October Member Spotlight: Stephanie Hunt

Stephanie Hunt: Peace Corps Volunteer 1998-2000

Please meet our monthly spotlight: Stephanie Hunt!

Stephanie served in Hala’ovave, on the main island of Tongatapu, from 1998-2000. After graduating from the University of Massachusetts Amherst, Hunt felt drawn to serve in the Peace Corps. She wanted to both work internationally and to learn Spanish and she believed that the Peace Corps could provide her with these opportunities. She got one of those things, but traded learning Spanish for learning Tongan! Though she was not sent to a Spanish-speaking country, she had a fantastic experience and does not regret her service placement at all.

During her time as a Peace Corps Volunteer (PCV), she worked for the Ministry of Lands, Survey and Natural Resources and helped implement workshops around the country on environmental education, in conjunction with other PCVs, who were serving as teachers. These multi-day workshops helped motivate and engage youth on topics such as sustainable agriculture, solid waste disposal, soil erosion, and coral reef conservation. Moreover, she assisted in creating an educational curriculum, composed of various activities, and helped translate it from English to Tongan.

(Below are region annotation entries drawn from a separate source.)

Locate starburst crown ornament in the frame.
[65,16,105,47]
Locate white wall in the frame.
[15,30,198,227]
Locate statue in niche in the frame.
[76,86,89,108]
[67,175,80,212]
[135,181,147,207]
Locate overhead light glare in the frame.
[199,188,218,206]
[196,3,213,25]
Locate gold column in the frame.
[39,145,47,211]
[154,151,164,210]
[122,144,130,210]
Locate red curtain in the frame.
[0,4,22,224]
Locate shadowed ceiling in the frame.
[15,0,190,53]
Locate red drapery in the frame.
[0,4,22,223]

Upon her completion of service, Hunt went on to earn her Master’s degree, where she received the prestigious Doris Duke Conservation Fellowship, at Duke University. This fellowship and her graduate school experience refocused her attention from working internationally to engaging with domestic policy. This ultimately led her to be a public servant, in the Federal government. She currently serves as the Branch Chief of Policy and Guidance in the Office of Sustainable Fisheries, in the National Marine Fisheries Services, at the National Oceanic and Atmospheric Administration (NOAA). She is responsible for guiding national marine fishery policy to promote sustainable seafood. Despite her shift professionally, she acknowledges that both the Peace Corps experience and the Kingdom of Tonga left an indelible mark on her value system and still influences who she is and how she operates.

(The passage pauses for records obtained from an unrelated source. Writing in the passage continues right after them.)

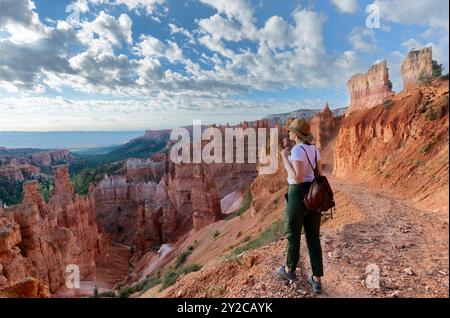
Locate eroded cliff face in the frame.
[0,167,107,292]
[0,160,41,182]
[347,61,394,114]
[311,103,339,150]
[333,80,448,210]
[91,120,269,254]
[31,149,70,166]
[401,47,433,89]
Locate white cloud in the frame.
[348,27,377,52]
[0,0,48,43]
[260,16,289,49]
[199,0,256,38]
[133,35,183,63]
[77,0,165,15]
[374,0,449,32]
[82,11,133,47]
[331,0,359,13]
[198,14,246,41]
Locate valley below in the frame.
[0,48,449,298]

When asked to reflect on her favorite memory of her time in Tonga, she offered two stories:

First, is the story of her spelunking in an underground cave in ‘Eua. An older volunteer led her and a group of other PCVs through the ‘Euan forest, to a remote part of the island. They then followed him underground, for over an hour and a half, with only headlamps. Laughingly, she recounted how they had to crawl on their stomach through stalactites and stalagmites (where at one point, she was cut along her back), hike through large-pitch-black caverns, scramble up an underground waterfall, and squeeze through a tight hole with water coming out of it, to get to the end. She claims it was one of the greatest adventures of her life. The greatness of this adventure is exacerbated by the facts that a) she is one of only a handful of people whoever have experienced this cave; b) the location of the cave has not been passed on to current volunteers, which makes her experience even more unique.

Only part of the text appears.